Celery and RabbitMQ on ArchLinux
May 10, 2014
Technology
Installation
Install and run rabbitmq server via:
$ yaourt rabbitmq
$ rabbitmq-server
Install celery in python virtual enviroment:
$ workon venv2
(venv2) $ pip install celery
Run Simple Tasks
Following python file, named “tasks.py” defines two tasks:
from celery import Celery
app = Celery('tasks', backend='amqp', broker='amqp://')

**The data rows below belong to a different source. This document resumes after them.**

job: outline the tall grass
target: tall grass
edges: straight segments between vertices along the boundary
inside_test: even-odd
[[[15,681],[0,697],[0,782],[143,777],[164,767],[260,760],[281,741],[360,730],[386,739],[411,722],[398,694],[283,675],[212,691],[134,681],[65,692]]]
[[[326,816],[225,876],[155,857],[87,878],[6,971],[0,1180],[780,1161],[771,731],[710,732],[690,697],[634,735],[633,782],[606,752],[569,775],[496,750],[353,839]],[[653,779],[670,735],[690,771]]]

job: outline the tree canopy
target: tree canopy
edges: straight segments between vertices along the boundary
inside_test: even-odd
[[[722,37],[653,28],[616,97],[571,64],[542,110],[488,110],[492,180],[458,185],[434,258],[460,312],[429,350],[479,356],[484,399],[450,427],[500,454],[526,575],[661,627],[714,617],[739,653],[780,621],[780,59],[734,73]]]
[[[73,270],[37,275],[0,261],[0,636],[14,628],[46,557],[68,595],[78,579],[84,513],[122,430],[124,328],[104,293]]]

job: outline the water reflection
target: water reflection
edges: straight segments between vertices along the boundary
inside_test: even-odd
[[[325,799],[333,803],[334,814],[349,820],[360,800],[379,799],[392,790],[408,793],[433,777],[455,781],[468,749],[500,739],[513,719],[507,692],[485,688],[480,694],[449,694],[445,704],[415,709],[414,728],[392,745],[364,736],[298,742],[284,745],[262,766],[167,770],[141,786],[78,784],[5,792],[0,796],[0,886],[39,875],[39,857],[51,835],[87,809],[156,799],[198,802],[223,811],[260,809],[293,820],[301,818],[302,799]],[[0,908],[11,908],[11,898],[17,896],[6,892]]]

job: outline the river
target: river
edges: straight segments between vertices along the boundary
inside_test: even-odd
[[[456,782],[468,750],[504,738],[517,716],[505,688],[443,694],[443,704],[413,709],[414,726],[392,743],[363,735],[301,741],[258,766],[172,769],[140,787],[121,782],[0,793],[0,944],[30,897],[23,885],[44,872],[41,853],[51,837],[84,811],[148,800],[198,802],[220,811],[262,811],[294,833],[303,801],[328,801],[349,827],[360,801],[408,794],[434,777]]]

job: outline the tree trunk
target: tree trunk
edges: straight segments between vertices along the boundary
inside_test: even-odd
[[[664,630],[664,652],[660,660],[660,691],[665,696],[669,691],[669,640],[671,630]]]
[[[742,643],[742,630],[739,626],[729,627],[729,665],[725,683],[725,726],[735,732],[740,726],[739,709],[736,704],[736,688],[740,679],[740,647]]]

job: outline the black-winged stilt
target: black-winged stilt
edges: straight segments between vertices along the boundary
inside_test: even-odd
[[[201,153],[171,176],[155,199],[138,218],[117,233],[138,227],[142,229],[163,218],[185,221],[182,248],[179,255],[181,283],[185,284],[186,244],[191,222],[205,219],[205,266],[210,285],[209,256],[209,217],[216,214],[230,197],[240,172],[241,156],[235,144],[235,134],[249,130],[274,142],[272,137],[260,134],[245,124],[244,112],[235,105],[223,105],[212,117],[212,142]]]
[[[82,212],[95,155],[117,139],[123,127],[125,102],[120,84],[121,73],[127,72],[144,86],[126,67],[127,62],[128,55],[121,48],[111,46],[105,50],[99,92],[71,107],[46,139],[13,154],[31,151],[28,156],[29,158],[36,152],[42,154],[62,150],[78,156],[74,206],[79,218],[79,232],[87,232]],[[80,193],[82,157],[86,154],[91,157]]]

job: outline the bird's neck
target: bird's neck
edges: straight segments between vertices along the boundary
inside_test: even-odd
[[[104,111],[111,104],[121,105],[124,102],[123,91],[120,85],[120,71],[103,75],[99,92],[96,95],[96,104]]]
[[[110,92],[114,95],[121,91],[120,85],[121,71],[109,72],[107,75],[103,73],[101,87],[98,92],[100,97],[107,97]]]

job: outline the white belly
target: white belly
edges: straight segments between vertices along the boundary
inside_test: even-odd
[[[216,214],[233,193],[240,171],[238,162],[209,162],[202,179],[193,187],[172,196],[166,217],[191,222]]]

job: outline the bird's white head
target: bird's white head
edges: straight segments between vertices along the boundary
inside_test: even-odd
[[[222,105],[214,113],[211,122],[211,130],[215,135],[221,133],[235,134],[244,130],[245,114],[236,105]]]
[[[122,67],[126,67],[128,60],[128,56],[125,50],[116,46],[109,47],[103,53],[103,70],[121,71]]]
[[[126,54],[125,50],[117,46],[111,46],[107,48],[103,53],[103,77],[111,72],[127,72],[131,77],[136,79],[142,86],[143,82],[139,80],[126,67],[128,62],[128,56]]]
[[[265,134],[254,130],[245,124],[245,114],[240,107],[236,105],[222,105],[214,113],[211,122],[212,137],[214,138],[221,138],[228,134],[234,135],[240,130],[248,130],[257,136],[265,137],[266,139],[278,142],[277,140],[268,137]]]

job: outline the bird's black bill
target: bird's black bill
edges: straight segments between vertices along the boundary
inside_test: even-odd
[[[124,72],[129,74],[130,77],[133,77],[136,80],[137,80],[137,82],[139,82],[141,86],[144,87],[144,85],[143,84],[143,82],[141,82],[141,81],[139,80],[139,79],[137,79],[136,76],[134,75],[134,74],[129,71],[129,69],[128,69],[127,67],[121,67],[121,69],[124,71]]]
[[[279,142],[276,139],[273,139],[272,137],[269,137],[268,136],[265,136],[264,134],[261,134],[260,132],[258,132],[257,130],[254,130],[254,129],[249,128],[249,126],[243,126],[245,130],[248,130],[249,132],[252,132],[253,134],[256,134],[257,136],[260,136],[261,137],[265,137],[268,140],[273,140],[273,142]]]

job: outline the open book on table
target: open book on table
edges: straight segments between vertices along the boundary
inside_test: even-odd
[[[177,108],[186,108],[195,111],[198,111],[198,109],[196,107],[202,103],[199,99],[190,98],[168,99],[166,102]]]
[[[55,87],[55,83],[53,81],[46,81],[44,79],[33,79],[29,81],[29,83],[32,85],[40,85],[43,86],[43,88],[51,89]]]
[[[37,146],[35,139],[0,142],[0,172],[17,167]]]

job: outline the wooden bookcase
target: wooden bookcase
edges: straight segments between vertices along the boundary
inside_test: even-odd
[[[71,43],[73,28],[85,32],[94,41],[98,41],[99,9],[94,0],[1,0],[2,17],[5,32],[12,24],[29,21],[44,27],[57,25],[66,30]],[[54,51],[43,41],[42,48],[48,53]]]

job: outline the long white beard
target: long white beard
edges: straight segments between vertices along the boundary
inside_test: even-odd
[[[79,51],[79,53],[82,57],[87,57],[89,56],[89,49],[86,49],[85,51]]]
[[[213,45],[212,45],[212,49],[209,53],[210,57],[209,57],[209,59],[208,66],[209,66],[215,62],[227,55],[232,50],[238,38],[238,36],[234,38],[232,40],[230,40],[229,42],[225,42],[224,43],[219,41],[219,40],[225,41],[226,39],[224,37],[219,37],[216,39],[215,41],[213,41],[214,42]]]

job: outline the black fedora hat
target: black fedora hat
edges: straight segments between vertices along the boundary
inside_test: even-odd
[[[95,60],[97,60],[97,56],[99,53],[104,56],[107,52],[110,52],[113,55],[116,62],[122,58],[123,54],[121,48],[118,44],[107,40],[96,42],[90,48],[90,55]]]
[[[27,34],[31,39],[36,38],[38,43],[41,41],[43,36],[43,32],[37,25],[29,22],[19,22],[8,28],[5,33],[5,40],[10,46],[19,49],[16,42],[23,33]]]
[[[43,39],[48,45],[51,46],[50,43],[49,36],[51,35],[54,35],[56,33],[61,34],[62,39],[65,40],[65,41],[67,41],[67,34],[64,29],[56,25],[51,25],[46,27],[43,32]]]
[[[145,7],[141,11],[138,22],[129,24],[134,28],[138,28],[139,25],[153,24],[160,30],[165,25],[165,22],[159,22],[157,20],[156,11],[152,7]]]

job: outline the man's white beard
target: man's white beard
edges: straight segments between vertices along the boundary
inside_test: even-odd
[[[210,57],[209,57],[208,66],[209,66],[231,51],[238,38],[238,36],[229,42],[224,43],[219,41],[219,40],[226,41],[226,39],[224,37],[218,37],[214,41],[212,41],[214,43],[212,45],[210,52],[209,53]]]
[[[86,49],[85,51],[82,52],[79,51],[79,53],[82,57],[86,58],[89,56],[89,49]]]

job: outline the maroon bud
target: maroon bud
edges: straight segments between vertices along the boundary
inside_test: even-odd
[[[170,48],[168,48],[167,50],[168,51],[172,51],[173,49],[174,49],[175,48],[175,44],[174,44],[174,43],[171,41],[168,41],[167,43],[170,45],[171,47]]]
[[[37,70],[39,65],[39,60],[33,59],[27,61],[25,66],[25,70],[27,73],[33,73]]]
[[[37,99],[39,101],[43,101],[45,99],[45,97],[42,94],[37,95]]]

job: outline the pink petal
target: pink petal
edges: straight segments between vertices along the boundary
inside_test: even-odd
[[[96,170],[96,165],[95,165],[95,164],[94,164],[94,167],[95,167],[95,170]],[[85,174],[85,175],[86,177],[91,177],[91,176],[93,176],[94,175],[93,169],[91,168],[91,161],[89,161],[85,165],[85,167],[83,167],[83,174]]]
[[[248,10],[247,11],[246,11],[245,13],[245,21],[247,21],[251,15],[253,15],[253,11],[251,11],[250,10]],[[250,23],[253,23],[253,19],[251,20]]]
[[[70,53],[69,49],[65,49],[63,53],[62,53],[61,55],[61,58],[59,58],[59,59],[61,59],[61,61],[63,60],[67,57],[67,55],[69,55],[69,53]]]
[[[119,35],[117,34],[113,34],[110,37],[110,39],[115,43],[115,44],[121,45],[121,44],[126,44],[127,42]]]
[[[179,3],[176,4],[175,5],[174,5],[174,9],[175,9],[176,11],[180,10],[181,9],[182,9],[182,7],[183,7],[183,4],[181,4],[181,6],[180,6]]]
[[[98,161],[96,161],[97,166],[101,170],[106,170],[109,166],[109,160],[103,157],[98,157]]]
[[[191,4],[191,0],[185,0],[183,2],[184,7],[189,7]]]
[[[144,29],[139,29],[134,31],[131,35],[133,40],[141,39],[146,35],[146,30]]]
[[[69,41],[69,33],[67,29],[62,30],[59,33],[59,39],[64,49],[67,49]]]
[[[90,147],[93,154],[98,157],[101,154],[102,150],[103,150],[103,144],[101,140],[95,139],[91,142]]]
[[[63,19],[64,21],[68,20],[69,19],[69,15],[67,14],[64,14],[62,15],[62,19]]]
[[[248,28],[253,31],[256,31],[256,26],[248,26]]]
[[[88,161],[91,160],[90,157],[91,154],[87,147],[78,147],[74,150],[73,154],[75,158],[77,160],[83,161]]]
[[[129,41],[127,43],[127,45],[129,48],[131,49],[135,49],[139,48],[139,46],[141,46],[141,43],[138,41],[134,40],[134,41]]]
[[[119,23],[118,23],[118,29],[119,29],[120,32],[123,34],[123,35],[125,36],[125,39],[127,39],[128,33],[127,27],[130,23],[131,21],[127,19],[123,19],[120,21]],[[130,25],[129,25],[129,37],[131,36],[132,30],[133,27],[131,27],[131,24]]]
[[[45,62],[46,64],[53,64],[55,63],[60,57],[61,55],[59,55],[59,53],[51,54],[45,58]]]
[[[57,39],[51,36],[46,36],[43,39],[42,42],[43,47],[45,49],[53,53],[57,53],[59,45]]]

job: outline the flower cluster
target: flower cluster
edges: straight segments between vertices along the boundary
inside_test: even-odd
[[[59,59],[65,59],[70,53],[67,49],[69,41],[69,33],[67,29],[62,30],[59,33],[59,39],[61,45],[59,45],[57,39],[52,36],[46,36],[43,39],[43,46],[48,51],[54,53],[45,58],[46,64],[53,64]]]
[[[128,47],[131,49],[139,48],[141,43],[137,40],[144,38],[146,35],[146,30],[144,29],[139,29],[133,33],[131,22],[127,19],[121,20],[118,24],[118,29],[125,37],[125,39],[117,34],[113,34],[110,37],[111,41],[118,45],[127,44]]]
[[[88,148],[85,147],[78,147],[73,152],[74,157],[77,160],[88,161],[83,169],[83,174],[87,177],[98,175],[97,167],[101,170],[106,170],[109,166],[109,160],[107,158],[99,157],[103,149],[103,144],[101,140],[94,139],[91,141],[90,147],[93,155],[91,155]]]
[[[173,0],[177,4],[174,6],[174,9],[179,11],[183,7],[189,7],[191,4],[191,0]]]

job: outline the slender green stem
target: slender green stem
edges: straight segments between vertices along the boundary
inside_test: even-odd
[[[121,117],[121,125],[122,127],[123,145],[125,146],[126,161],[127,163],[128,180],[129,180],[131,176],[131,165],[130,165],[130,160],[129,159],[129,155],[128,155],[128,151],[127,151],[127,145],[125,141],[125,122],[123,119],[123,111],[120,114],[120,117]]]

@app.task(ignore_result=True)
def print_hello():
print 'hello there'
@app.task
def gen_prime(x):
multiples = []
results = []
for i in xrange(2, x+1):
if i not in multiples:
results.append(i)
for j in xrange(i*i, x+1, i):
multiples.append(j)
return results
Run it via:
celery worker -A tasks &
Now in another terminal you can use python interractive window for:
from tasks import print_hello
from tasks import gen_prime
print_hello()
primes = gen_prime(1000)
primes = gen_prime(50000)
# CTRL+C will stop it.
# Access the background worker
primes = gen_prime.delay(50000)
# by the worker executing now, because we configured the backend for application
primes.ready()
False
...
True
print primes.get()
Periodic Tasks
Add following lines into the tasks.py:
from celery.task import periodic_task
from datetime import timedelta
@periodic_task(run_every=timedelta(minutes=1))
def print_minutes():
print 'Hello, 1 minute reached'
@periodic_task(run_every=timedelta(seconds=3))
def every_3_seconds():
print("Running periodic task!")
Now start the tasks.py via following commands:
$ celery -A tasks worker --loglevel=info --beat
You will see Celery output “Running periodic tasks!” every 3 seconds, while every 1 minutes the “Hello, 1 minute reached” will be printed out.
To Be Thought
How to mirgrate it with our heroku web app ?
The periodic_task is good for fetching pages/datas and generate the result, then store the results into the database.
But the webapp should response to user’s http request, this will be the main task.